というか、こっちに来てからちゃんと喋るな、この子。



「そうなんだね。

何でビーって呼ばれてたの?」

「あの子達が、勝手に呼んでるだけ…」



ふむ、この様子だと多分あの二匹の前でもろくに喋らず、ビルが勝手にビーと呼び始めたって感じか。



「怖くないの?」



そう問いかけるとリーベはふるふると首を横に振る。

うーん、どう考えても見た目年齢に行動が伴わない…。



「リーベちゃんはいくつなの?」

「…十二歳…」

「へぇ!?」



マジでか!

言っては何だが、発育の良いことで!

身長は確かに私の肩位までしか無いが、出るところは出て引っ込んでいるところは引っ込んでいるその体型と薄汚れてはいるものの可愛らしくて大人っぽく見える。

それは慣れ親しんだ童顔の日本人と欧米っぽい顔立ちの彼らとの差なのか、はたまた幸薄そうなこの表情がどことなく色っぽいからか。
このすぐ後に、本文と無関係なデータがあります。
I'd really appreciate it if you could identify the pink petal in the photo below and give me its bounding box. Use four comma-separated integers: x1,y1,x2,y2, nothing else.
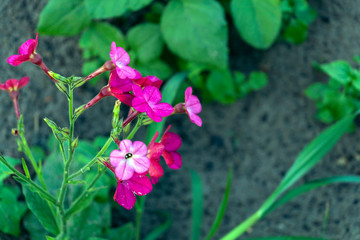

何だか自分がおっさんのような思考をしている事に嫌気が差して頭を抱えると、ふとアーデンが私達を遠くにやった理由がわかった気がした。



「リーベちゃん、男の人は怖い?」



出来るだけ柔らかくそう問いかけると、リーベはぎゅうっと私に抱き付く力を強めた。

その体はまだ震えていて、私はナイフを握っていない手でリーベの頭を撫でる。



「…わかんない…。

けど、お姉さんも、あの子達も、あの人達よりもずっと怖くない…」



…これは当たりかなぁ。

どうしたものかとため息をついて私はぽんぽんとリーベの頭を撫で続ける。

私も情緒不安定なんだけどなぁ…。

けど、ここで位頑張らないと、有用性を分かりやすい形で示さないと。

ぞわりと何かが背中を撫でて、私は身震いする。



「お姉さん…?」

「ん?

ああ、大丈夫大丈夫」



へらりと笑って私はリーベを見る。

こういう時、どうすればいいんだろう。

人を慰めるなんて、仕事以外でした覚えがあまりない。

しかもこの子が抱えた問題は恐らく仕事でミスってお客さんにボロクソ言われましたとか、そういう話でもないしなぁ…。

ってなると、家族の話か。



「お姉ちゃんとは仲良いの?」

「うん、仲良し。

私達、パパもママも死んじゃったから、お姉ちゃんだけなの…」



わぁお、吃驚するぐらいガチガチの地雷踏み抜いた。

声が上ずらないように注意しながら相槌を打つ。



「でも、私、お姉ちゃんみたいに何でもできないから…。

いっつもお姉ちゃんの足引っ張るの…。

私、お姉ちゃんの側、いない方が良いの…。

それに、もう、帰れないし…」



ぐすぐすと泣いて、リーベは私の胸に顔を埋める。

あー、完全にやらかした。

まさか泣かせてしまうとは。

どうしよう。


困り果てながら私はリーベを抱き締めてみるが、いや待てよ?

リーベと酒場の女の子は姉妹で?

リーベには酒場の女の子しか家族が居ないという事は酒場の女の子もリーベしか家族がいなくて?

では何故姉妹共々あの酒場兼宿屋で働いているんだ?


それだけあの村では仕事がないのか?

あり得そうだけど、ああいう村なら農業の手伝いだって出来そうだ。

そもそも両親不在の子供が、生活を滞りなく営めるとも思えない。

この世界では子供のレベルもよくわからないのか?

いやいや、リーベを見る限りだけれど日本人と大して変わらない気がする。



「帰るって、あの酒場に?」



試しに聞いてみるとリーベは素直に頷いた。



「私達、あ、あの人のお店、手伝う代わりに住ませてもらってるの。

あ、あの人、パパとママに、わ、私達の事、た、頼まれたからって…。

でも、こ、この前、こ、ここに連れて来られた時、あ、あの人の事、あの子達が追い払ったから、か、帰ったら、ま、また、ぶたれる…!

ぶたれるの、やだ!

この前のも、き、気持ち悪くて、私、私…!」



その後、リーベは大声で泣いていた。

たかだか十二歳の子供に、なんて事をしていやがる。

私はぎゅっとリーベを抱き締める右手に力を込めて下唇を噛み締めた。